10. En deuxième lieu, aux termes de l'article 32 de la loi organique du 1er août 2001 relative aux lois de finances : " Les lois de finances présentent de façon sincère l'ensemble des ressources et des charges de l'Etat. Leur sincérité s'apprécie compte tenu des informations disponibles et des prévisions qui peuvent raisonnablement en découler ". S'il est soutenu que le décret attaqué révélerait, eu égard à la fois à l'importance du montant des crédits annulés et au caractère précoce de l'adoption de ce décret au cours de l'année 2024, l'absence de sincérité des prévisions soumises par le Gouvernement au Parlement lors de l'examen du projet de loi de finances pour 2024, le principe de sincérité budgétaire, qui s'applique aux seules lois de finances, ne peut être utilement invoqué à l'encontre du décret attaqué. Par suite, le moyen tiré de ce que ce décret méconnaîtrait les dispositions de l'article 32 de la loi organique relative aux lois de finances ne peut qu'être écarté comme inopérant.
11. En troisième lieu, s'il est soutenu que le décret attaqué méconnaîtrait la finalité exigée par l'article 14 de la loi organique relative aux lois de finances et tendant à, prévenir " une détérioration de l'équilibre budgétaire défini par la dernière loi de finances afférente à l'année concernée ", au motif que l'équilibre budgétaire ne se serait pas détérioré entre l'adoption de la loi de finances pour 2024 et l'édiction du décret attaqué, il ressort des pièces du dossier ainsi que du rapport, mentionné au point 4, du ministre de l'économie, des finances et de la souveraineté industrielle et numérique que le décret attaqué a été pris compte tenu, d'une part, de la dégradation des perspectives de croissance économique en Europe et dans le monde résultant des prévisions établies en début d'année 2024 par les principaux organismes internationaux de prévision macro-économique et, d'autre part, de la diminution des recettes fiscales de l'Etat constatées à la fin de l'année 2023 et prévues pour l'année 2024. Par suite, le moyen ne peut qu'être écarté.

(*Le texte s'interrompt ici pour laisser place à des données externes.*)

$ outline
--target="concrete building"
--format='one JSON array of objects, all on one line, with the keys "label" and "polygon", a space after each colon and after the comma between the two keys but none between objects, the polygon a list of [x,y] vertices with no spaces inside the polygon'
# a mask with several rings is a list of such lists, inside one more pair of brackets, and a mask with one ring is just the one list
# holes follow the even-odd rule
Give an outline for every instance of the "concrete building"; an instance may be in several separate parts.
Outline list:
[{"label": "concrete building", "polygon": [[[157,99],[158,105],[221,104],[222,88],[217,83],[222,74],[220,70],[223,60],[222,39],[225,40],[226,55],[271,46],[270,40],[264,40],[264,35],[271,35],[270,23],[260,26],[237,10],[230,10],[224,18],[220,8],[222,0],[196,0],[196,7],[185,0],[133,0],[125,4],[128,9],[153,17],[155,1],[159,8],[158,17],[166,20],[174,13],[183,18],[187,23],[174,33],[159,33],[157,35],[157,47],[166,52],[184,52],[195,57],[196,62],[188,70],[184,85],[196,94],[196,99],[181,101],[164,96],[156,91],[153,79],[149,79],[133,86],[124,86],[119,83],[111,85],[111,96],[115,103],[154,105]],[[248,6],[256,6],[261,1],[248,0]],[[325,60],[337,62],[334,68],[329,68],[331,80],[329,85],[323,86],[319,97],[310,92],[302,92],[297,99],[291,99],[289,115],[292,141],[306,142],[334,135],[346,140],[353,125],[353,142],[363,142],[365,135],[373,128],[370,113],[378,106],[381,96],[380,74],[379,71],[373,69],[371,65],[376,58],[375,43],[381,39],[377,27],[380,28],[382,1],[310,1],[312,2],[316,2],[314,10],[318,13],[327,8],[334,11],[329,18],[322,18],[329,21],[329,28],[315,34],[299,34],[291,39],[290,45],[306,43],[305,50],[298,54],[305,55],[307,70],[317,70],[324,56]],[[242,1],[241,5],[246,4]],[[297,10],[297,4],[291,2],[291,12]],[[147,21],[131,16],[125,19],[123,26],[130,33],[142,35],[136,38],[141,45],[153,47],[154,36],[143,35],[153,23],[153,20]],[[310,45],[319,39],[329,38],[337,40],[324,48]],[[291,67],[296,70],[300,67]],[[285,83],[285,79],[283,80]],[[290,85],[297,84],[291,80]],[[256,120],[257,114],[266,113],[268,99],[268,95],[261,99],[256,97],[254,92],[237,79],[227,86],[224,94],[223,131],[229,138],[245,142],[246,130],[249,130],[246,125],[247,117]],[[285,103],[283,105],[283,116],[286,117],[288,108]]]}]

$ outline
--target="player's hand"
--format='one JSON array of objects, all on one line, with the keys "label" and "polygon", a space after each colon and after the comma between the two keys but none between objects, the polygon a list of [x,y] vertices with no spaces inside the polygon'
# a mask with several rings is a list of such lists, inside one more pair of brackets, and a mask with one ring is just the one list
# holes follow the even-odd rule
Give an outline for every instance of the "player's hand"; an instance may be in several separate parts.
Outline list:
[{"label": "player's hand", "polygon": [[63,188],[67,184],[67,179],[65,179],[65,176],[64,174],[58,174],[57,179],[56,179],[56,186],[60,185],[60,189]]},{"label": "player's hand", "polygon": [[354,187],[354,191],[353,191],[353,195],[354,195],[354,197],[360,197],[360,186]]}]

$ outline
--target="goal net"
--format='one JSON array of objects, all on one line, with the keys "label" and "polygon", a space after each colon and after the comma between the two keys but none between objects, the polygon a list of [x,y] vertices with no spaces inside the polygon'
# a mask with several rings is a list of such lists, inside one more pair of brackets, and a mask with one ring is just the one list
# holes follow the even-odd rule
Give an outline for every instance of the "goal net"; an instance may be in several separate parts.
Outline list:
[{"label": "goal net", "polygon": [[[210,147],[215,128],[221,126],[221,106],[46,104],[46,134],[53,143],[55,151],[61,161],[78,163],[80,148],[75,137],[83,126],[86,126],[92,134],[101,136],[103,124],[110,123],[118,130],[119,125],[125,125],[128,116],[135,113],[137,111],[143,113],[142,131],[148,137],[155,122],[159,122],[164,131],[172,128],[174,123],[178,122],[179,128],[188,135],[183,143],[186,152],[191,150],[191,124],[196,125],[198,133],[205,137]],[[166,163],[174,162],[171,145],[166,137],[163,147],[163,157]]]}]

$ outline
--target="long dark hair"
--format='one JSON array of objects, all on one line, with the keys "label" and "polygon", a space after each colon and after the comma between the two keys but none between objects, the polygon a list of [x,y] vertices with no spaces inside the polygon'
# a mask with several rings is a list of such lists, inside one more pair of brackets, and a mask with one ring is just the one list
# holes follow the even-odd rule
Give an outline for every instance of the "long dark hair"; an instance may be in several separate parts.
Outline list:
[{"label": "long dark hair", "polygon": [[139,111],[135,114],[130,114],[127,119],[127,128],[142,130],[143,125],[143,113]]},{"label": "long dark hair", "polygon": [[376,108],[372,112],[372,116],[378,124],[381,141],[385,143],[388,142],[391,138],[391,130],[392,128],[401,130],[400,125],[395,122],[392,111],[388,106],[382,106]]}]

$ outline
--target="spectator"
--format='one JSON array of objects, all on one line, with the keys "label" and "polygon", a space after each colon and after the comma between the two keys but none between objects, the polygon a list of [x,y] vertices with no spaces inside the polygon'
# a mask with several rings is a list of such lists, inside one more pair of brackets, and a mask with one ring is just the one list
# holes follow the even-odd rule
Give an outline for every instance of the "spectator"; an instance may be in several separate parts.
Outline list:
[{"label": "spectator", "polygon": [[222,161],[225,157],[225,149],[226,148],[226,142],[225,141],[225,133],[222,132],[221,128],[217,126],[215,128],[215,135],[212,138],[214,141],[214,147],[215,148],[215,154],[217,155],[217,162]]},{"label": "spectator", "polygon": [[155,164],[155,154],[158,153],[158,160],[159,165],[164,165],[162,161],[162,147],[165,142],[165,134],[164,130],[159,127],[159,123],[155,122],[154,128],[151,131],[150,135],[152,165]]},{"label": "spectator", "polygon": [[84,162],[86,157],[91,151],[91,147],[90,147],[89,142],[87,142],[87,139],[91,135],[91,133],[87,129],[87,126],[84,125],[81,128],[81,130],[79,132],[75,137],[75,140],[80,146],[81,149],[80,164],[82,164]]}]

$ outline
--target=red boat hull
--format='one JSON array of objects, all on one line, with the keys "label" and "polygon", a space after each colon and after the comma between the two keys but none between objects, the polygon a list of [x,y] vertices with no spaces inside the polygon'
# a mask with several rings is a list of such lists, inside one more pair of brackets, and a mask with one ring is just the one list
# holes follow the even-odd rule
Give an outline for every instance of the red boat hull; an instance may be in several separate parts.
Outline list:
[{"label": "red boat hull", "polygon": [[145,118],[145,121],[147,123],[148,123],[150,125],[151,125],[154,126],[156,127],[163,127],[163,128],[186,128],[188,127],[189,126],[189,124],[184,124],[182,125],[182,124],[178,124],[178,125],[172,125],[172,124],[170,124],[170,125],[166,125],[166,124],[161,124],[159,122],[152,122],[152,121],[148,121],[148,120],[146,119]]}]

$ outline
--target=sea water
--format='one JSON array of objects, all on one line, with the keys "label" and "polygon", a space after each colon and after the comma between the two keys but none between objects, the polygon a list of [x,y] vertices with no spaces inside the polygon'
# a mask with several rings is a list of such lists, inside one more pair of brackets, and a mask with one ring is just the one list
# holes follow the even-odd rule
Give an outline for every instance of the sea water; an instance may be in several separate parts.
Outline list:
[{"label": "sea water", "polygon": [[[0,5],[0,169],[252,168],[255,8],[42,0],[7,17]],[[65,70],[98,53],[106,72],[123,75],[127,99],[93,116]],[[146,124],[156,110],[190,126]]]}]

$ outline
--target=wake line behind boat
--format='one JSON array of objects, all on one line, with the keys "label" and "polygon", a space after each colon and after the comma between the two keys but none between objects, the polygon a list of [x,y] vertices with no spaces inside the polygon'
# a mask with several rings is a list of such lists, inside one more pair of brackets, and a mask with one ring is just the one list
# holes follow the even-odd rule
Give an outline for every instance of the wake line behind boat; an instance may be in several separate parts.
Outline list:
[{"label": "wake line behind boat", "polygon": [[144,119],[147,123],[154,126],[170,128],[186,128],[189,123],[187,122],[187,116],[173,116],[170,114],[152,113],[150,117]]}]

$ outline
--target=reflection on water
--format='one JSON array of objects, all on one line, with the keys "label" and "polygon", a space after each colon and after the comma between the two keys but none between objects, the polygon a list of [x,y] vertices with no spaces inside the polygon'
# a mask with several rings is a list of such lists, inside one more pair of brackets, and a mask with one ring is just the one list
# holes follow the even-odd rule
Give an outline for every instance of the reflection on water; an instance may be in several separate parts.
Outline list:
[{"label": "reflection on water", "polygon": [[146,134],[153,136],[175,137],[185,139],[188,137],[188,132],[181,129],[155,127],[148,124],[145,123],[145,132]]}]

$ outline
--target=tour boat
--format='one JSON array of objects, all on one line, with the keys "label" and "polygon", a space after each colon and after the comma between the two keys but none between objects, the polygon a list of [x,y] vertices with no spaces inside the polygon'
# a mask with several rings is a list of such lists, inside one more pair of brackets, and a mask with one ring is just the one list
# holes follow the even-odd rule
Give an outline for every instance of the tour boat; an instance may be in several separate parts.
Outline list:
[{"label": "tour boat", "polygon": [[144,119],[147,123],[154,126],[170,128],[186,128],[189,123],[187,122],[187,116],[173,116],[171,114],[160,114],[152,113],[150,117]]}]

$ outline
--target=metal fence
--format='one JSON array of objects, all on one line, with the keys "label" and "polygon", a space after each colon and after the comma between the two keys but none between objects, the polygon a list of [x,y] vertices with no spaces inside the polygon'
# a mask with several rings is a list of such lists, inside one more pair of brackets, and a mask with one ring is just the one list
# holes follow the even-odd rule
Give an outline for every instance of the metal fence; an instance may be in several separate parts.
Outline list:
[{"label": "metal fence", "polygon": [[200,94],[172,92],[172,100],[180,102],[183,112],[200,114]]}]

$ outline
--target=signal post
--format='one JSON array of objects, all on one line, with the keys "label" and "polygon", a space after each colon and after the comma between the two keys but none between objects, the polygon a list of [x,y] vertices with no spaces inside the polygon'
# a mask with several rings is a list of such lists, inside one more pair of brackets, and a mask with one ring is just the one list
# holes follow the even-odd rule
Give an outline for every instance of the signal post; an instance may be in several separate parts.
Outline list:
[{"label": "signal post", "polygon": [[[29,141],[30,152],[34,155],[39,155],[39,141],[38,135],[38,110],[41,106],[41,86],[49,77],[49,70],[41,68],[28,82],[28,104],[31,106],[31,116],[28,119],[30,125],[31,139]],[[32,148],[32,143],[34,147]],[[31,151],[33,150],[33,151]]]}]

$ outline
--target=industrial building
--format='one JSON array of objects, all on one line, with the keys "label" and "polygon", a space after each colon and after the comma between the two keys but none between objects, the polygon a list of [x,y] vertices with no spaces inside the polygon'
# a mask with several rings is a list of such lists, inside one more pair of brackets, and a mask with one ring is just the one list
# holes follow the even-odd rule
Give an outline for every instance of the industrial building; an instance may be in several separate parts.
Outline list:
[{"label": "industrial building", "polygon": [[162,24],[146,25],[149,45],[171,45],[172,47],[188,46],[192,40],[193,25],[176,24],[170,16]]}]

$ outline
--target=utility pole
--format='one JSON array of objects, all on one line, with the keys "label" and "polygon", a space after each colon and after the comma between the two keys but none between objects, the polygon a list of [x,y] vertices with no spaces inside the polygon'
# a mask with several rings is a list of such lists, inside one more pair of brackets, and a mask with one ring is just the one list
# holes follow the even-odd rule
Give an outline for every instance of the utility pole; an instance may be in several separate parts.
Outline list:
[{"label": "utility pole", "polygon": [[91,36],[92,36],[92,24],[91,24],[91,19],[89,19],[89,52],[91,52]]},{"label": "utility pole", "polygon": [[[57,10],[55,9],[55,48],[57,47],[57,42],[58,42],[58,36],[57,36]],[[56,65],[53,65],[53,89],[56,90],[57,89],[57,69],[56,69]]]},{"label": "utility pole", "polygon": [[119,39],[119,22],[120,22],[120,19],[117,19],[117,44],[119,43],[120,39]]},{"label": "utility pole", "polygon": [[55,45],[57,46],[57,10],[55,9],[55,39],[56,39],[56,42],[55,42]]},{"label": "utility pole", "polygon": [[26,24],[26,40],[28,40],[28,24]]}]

12. En quatrième lieu, aux termes du II de l'article 34 de la loi organique relative aux lois de finances : " Dans la seconde partie, la loi de finances de l'année : / 1° Fixe, pour le budget général, par mission, le montant des autorisations d'engagement et des crédits de paiement ; / (...) 3° Fixe, par budget annexe et par compte spécial, le montant des autorisations d'engagement et des crédits de paiement ouverts ou des découverts autorisés ; (...) ". S'il est soutenu que le décret attaqué méconnaîtrait la condition posée par l'article 14 de la loi organique relative aux lois de finances et tirée de ce que " Le montant cumulé des crédits annulés par décret en vertu du présent article et de l'article 13 ne peut dépasser 1,5 % des crédits ouverts par les lois de finances afférentes à l'année en cours ", les requérants se bornent à faire valoir que ce montant serait supérieur à 1,5 % des crédits ouverts par l'article 167 de la loi du 29 décembre 2023 de finances pour 2024 au titre du seul budget général. Il résulte toutefois des dispositions combinées du troisième alinéa du I de l'article 14 et du II de l'article 34 de la loi organique relative aux lois de finances que les autorisations d'engagement et les crédits de paiement à prendre en compte pour le calcul de ce seuil de 1,5 % sont ceux ouverts non seulement au titre du budget général, mais également au titre des budgets annexes, des comptes d'affectation spéciale et des comptes de concours financiers. Par suite, et alors au demeurant que ne sont pas contestés les chiffres avancés par le ministre en défense, selon lesquels les crédits annulés par le décret attaqué ne dépassent pas 1,5 % de ceux ouverts par la loi de finances pour 2024 au titre du budget général, des budgets annexes, des comptes d'affectation spéciale et des comptes de concours financiers, le moyen tiré de ce que le décret attaqué méconnaîtrait le seuil de 1,5 % prévu par les dispositions du troisième alinéa du I de l'article 14 doit être écarté.
13. En cinquième lieu, si les sénateurs requérants soutiennent que le décret attaqué procéderait à une modification significative des charges budgétaires en cours d'exercice, laquelle aurait imposé au Gouvernement, notamment au regard de la jurisprudence du Conseil constitutionnel en la matière, de présenter un projet de loi de finances rectificative, ce moyen n'est, en tout état de cause, pas assorti des précisions suffisantes permettant d'en apprécier le bien-fondé.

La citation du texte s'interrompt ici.